Ministers have been rallying round
Prime Minister Tony Blair amid continued speculation about his future.
Tony Blair wants to see things through in Iraq
Defence Secretary Geoff Hoon said Mr Blair was "absolutely determined to see this job through".
And Foreign Secretary Jack Straw said the PM was not going to "run away" because of speculation in the press.
Speculation had been fuelled by deputy PM John Prescott, who told the Times ministers were "positioning" themselves for when Mr Blair stepped down.
Mr Blair is thought to be under pressure from senior figures in his own party to distance himself from US President George W Bush, amid continuing difficulties in Iraq.
Labour backbenchers fear the party might get a hammering in next month's European and local elections.
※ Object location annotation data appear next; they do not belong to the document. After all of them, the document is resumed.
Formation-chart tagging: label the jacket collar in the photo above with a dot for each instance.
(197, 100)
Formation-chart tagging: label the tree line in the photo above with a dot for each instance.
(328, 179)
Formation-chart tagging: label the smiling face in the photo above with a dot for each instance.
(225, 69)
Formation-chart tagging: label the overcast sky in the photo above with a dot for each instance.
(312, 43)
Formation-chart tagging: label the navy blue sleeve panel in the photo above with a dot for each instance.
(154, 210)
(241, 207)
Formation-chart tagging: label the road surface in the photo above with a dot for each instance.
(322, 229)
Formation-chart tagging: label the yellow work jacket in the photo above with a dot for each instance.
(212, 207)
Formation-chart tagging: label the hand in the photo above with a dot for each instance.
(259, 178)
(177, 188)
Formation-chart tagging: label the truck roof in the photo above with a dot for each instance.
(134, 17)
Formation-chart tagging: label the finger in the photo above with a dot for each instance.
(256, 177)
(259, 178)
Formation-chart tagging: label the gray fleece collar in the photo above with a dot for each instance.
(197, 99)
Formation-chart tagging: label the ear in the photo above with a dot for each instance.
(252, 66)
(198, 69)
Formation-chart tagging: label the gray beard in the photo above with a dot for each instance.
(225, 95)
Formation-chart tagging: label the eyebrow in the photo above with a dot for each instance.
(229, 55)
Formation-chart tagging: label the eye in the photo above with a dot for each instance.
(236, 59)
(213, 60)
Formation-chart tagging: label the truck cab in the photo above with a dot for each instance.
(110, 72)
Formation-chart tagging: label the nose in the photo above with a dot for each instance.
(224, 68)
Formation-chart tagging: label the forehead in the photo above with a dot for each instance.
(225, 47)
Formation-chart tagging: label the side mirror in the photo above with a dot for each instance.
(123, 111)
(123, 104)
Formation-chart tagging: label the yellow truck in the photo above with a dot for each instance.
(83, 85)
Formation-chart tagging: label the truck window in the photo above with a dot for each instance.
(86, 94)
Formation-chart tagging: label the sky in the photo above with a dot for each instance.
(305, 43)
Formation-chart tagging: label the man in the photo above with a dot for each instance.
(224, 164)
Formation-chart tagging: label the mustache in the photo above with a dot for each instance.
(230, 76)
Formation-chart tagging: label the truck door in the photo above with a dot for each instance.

According to the Independent on Sunday, Labour's own canvassing returns from around the country suggest the prime minister had become an "electoral liability".
Blair to go - 13/8
Blair to lead Labour into election - 4/9
Labour to win election - 1/3
Tories to win - 9/4
Lib Dems to win - 50/1
Source: William Hill
The paper quotes an opinion poll which suggests 46% of people believe Mr Blair should stand down before the next election.
Mr Blair has dismissed speculation he might be ready to hand over the reins to Chancellor Gordon Brown as "froth and bubble".
Mr Hoon told BBC One's Breakfast with Frost he "did not recognise" some of the stories in the newspapers about Mr Blair.
"Here is a man focused, engaged on the job, determined to sort out Iraq and
allow Iraq to become part of the international community again," he said.
Mr Straw told BBC Radio 4's The World This Weekend: "There are difficulties but people misunderstand our Prime Minister Tony Blair if they somehow think he is going to run away from his responsibilities because there is a lot of speculation in the newspapers."
Mr Straw, who according to some reports has forged an alliance with Mr Brown in recent weeks, said he was "certainly not" repositioning himself, adding: "I'm not going to either."
It would be wrong for Britain to attempt to distance itself from President Bush, Mr Straw added.
Scotland's Sunday Herald newspaper claims Deputy Prime Minister John Prescott met Mr Brown last week to discuss a "peaceful succession".
It claims the pair met for 90 minutes in the back of a ministerial Jaguar in the car park of the Loch Fyne Oyster Bar on Sunday afternoon.
They reportedly spoke of brokering a deal between Mr Brown and other potential leadership challengers.
Next Labour leader
Gordon Brown - 4/7
Jack Straw - 10/1
Charles Clarke, Patricia Hewitt - 12/1
John Reid - 14/1
John Prescott - 50/1
Source: William Hill
A spokesman for Mr Brown dismissed claims of a 90-minute meeting as "garbage".
But Conservative chairman Liam Fox said: "Britain now has a prime minister with weakened authority and a chancellor with heightened expectations.
"John Prescott's comments reveal all too clearly that cabinet ministers are fighting like ferrets in a sack for supremacy."